Die verschiedenen Netze

Wer mit dem Handy unterwegs ist, bewegt sich durch ein unsichtbares Gitternetz an Funkzellen. Das (eingeschaltete) Handy loggt sich dabei automatisch - in gewissen Zeitabständen - in die gerade aktuelle Zelle ein. Dieses Grundprinzip bleibt auch mit der Einführung des Mobilfunks der dritten Generation UMTS (Universal Mobile Telecommunications System) erhalten.

Anlass für eine immer weitere Aufrüstung der Mobilfunknetze waren zwei Entwicklungen: die wachsende Anzahl an Mobilgeräten und ihre vermehrte Nutzung für die Datenübertragung.

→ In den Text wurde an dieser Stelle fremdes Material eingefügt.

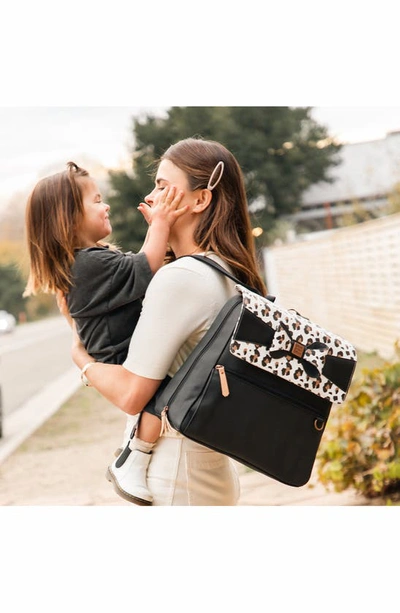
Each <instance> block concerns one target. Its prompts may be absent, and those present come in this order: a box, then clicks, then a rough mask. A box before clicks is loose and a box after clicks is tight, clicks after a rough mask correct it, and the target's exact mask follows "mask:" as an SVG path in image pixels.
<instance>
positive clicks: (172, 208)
mask: <svg viewBox="0 0 400 613" xmlns="http://www.w3.org/2000/svg"><path fill="white" fill-rule="evenodd" d="M183 196H184V192H183V190H177V189H176V187H175V186H174V185H171V186H170V187H168V188H165V189H164V190H163V192H162V194H161V197H160V199H159V201H158V202H157V204H156V205H155V206H154V207H153V208H152V222H153V221H154V220H155V219H159V220H161V221H165V222H166V223H167V224H168V225H169V226H170V227H171V226H173V225H174V223H175V221H176V220H177V219H178V218H179V217H182V215H183V214H184V213H186V211H187V210H188V206H187V205H185V206H183V207H181V208H179V205H180V203H181V202H182V199H183Z"/></svg>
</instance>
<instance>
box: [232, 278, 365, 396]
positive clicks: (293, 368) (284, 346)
mask: <svg viewBox="0 0 400 613" xmlns="http://www.w3.org/2000/svg"><path fill="white" fill-rule="evenodd" d="M236 289H237V290H238V291H239V292H240V293H241V294H242V297H243V305H242V310H241V314H240V317H239V320H238V322H237V324H236V328H235V331H234V333H233V336H232V340H231V343H230V352H231V353H232V355H234V356H236V357H237V358H240V359H242V360H245V361H246V362H249V363H250V364H253V365H254V366H257V367H258V368H262V369H264V370H266V371H268V372H270V373H272V374H274V375H277V376H278V377H282V378H283V379H286V380H287V381H290V382H291V383H293V384H294V385H297V386H299V387H302V388H304V389H306V390H308V391H309V392H312V393H313V394H316V395H317V396H320V397H322V398H326V399H328V400H330V401H331V402H334V403H336V404H341V403H342V402H343V401H344V400H345V398H346V395H347V391H348V387H349V385H350V381H351V377H352V374H353V372H354V366H355V363H356V361H357V355H356V351H355V349H354V347H353V346H352V345H351V344H350V343H349V342H348V341H346V340H345V339H343V338H341V337H340V336H337V335H335V334H332V333H331V332H328V331H327V330H324V329H323V328H321V327H320V326H319V325H317V324H315V323H313V322H311V321H310V320H308V319H307V318H305V317H303V316H301V315H300V314H299V313H297V312H296V311H292V310H286V309H283V308H281V307H278V306H277V305H275V304H274V303H273V302H271V301H269V300H267V299H266V298H263V297H262V296H259V295H257V294H255V293H253V292H251V291H250V290H248V289H247V288H245V287H243V286H242V285H236ZM255 318H257V319H255ZM260 324H261V326H260ZM263 329H264V331H263ZM251 331H253V332H251ZM255 331H256V332H255ZM255 336H257V341H259V342H254V340H255Z"/></svg>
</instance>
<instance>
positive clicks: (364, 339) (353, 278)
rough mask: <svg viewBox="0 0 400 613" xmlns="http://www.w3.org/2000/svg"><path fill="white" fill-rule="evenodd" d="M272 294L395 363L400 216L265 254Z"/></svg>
mask: <svg viewBox="0 0 400 613" xmlns="http://www.w3.org/2000/svg"><path fill="white" fill-rule="evenodd" d="M264 263H265V270H266V276H267V282H268V291H269V293H271V294H274V295H275V296H276V297H277V303H280V304H282V306H285V307H286V308H294V309H296V310H297V311H299V312H300V313H301V314H302V315H304V316H306V317H309V318H310V319H313V320H314V321H315V322H317V323H319V324H320V325H321V326H323V327H325V328H327V329H328V330H331V331H332V332H335V333H337V334H339V335H341V336H344V337H345V338H347V339H348V340H349V341H350V342H352V343H353V344H354V345H355V347H356V348H357V349H359V350H362V351H367V352H373V351H376V352H377V353H379V354H380V355H381V356H382V357H384V358H391V357H392V356H393V353H394V343H395V341H396V340H397V339H400V214H395V215H388V216H386V217H382V218H380V219H375V220H372V221H367V222H364V223H361V224H358V225H355V226H349V227H346V228H340V229H338V230H334V231H329V232H324V233H322V234H318V235H315V236H314V237H313V236H312V235H310V236H309V239H308V240H301V241H300V240H299V241H298V242H292V243H290V244H285V245H282V246H275V247H272V248H268V249H265V250H264Z"/></svg>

So werden Handys und verwandte Geräte wie Smartphones z.B. auch für das Surfen im Internet verwendet.

Als zweite Generation des Mobilfunks werden die auf dem GSM-Standard (Global System for Mobile Communication) basierenden digitalen D- und E-Netze bezeichnet, die auch nach Einführung des UMTS-Standards zunächst bis 2009 in Betrieb bleiben sollen. Die UMTS-Lizenzen haben in Deutschland eine Laufzeit von vorläufig 20 Jahren.

Damit sich die vielen Mobilfunkgeräte eines Netzes nicht gegenseitig stören, gibt es verschiedene Verfahren, die Geräte auseinander zu halten. Beim herkömmlichen Radio arbeiten alle Sender auf verschiedenen Frequenzkanälen. Bei diesem Frequenzmultiplex-Verfahren ist für jede Frequenz ein eigener Sender erforderlich.

Was dies im Fall der Handys bedeuten würde, liegt auf der Hand: Für jedes Handy müsste eine Basistation getrennte Sende- und Empfangsteile (Transceiver) zur Verfügung stellen. Um Aufwand und Kosten zu reduzieren, sind andere Verfahren erforderlich.